ANCONA – “Una ditta non a posto per un debito con Equitalia da 150 mila euro, su un monte di 2 mila imprese che hanno lavorato in subappalto, non dà una quadro di per sé preoccupante”.

Queste le parole, riportate da una nota dell’Ansa, del presidente della Regione Marche Luca Ceriscioli sulle segnalazioni dell’Anac alle procure di Rieti e Ancona in ordine ai controlli sull’affido dei lavori di fornitura, trasporto e montaggio delle Sae, le casette realizzate per i terremotati.

Sui controlli, Ceriscioli aggiunge: “I tecnici hanno fatto il loro lavoro, tenuto conto di tutto, perché è facile dietro una scrivania a giudicare, più complicato quando sei in mezzo ai problemi e stai operando. Abbiamo gli esiti dei controlli – dice il presidente – sono stati chiesti alle Prefetture i certificati antimafia delle ditte che dovevano fornirli, non è arrivato nessun riscontro negativo.
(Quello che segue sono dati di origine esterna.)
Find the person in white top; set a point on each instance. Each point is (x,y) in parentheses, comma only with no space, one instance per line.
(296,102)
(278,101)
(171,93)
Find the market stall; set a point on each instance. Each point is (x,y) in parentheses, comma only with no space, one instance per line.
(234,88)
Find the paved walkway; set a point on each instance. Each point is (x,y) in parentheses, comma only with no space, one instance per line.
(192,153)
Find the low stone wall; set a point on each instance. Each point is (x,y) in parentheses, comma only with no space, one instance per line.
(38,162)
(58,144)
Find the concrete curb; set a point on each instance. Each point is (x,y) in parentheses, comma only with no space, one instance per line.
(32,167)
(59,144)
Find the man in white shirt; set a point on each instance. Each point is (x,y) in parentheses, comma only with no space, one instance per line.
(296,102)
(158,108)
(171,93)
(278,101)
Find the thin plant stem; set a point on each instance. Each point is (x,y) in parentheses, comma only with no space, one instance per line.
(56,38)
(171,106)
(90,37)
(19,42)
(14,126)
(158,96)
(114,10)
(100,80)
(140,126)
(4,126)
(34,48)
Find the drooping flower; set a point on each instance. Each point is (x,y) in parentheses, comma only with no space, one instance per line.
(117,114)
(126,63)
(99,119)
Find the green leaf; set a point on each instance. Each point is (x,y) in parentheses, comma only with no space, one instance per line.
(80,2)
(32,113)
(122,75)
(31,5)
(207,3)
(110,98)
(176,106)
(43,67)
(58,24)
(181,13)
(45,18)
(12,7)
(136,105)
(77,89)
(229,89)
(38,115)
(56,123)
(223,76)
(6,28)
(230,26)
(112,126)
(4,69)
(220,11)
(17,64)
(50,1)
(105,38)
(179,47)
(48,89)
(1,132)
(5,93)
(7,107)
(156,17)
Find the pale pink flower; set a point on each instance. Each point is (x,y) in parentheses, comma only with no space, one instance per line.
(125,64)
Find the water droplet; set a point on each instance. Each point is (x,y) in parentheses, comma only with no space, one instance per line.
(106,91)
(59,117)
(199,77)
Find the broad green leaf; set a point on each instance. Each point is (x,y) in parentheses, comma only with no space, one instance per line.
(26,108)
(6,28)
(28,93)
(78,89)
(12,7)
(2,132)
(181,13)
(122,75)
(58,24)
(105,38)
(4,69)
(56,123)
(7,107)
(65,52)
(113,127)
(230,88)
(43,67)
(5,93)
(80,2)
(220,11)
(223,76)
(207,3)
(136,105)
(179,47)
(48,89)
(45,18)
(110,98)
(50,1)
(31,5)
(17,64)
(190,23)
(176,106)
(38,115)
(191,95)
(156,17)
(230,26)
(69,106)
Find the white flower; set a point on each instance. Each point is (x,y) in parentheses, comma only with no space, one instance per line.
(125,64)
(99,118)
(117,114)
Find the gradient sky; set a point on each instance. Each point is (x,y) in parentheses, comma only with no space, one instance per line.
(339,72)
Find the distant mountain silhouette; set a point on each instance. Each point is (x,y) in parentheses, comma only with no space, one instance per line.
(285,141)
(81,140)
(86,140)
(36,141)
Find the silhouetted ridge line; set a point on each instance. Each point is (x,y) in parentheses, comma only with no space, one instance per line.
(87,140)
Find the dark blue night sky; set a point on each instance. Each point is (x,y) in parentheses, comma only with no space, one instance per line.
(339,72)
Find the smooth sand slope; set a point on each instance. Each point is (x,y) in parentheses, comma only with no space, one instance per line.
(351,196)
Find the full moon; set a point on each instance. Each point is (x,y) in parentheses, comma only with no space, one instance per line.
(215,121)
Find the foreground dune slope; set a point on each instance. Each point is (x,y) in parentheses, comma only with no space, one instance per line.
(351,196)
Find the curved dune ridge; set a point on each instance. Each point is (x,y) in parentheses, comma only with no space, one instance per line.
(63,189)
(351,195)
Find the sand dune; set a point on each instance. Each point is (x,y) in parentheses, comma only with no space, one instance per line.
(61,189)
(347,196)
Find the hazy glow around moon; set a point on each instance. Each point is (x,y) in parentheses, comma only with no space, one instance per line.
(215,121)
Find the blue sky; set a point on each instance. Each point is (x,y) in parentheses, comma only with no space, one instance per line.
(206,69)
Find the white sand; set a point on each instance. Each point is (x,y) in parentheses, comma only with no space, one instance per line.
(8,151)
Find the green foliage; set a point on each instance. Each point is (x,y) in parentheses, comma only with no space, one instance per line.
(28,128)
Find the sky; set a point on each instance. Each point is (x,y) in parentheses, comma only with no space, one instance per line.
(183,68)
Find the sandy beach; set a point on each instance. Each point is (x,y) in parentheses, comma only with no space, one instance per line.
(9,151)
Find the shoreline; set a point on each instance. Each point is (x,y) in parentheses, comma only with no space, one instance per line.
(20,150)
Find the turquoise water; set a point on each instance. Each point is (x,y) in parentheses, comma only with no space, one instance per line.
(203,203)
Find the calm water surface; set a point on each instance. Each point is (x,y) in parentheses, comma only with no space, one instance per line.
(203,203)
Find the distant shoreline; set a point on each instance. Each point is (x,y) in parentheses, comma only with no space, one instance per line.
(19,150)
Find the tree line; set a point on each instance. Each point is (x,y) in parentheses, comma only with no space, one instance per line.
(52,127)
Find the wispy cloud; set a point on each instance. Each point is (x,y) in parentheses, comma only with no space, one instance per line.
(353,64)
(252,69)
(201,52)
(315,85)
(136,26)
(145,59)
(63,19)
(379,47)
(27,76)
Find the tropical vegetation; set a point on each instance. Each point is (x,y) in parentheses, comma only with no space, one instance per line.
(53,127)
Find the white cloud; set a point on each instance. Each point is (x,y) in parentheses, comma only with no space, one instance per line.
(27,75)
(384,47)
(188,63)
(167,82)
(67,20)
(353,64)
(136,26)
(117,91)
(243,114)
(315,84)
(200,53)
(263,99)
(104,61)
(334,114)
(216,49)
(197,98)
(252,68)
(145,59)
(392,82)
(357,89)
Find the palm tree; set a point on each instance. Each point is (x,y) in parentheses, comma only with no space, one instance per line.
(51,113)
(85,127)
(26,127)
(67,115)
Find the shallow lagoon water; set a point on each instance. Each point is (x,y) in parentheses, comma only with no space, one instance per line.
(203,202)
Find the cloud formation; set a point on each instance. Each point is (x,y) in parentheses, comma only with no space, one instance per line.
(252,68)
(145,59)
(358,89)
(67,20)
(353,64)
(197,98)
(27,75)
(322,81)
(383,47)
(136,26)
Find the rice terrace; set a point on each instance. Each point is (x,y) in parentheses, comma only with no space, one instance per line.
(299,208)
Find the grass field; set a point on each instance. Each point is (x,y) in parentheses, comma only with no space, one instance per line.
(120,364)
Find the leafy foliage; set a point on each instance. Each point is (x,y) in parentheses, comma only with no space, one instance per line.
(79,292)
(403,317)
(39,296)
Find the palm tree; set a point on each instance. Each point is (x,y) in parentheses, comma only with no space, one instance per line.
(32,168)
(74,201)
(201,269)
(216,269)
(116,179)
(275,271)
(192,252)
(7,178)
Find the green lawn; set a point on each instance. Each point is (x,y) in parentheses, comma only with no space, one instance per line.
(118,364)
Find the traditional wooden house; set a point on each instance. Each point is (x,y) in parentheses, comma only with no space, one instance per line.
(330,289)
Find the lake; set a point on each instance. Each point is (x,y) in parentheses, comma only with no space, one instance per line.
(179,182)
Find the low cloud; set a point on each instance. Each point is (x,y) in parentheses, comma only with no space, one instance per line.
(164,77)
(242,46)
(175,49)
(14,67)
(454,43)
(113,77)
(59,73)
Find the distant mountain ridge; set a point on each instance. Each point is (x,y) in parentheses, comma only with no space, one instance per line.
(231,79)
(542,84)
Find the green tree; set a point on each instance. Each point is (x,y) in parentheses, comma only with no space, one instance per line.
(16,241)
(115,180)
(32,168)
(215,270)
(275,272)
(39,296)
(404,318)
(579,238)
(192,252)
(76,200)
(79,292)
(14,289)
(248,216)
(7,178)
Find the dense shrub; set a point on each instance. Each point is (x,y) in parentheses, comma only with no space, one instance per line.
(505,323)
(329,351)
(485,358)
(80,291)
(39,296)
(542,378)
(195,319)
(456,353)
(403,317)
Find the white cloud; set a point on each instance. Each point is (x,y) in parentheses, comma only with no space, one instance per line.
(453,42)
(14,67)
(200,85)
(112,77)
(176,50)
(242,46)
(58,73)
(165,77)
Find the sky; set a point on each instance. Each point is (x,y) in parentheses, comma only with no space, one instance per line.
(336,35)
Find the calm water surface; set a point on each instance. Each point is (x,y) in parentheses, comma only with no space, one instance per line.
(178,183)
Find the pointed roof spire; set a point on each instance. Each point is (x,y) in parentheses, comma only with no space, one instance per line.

Nessuna ditta è stata segnalata come priva delle necessarie certificazioni”.

“Bisogna modificare il codice degli appalti inserendo una norma che consenta di avere, in caso di emergenza, una ‘white list’ di imprese appaltatrici e subappaltatrici verificate preventivamente anche dal punto di vista della certificazione antimafia”. Lo dice all’Ansa il capo della Protezione Civile Angelo Borrelli sottolineando di averne già parlato con il premier Giuseppe Conte e con il presidente Anac Raffaele Cantone: “Abbiamo bisogno di norme chiare e semplici non possiamo aver finito le Sae da un anno e ancora si attendono le risposte sui controlli antimafia”.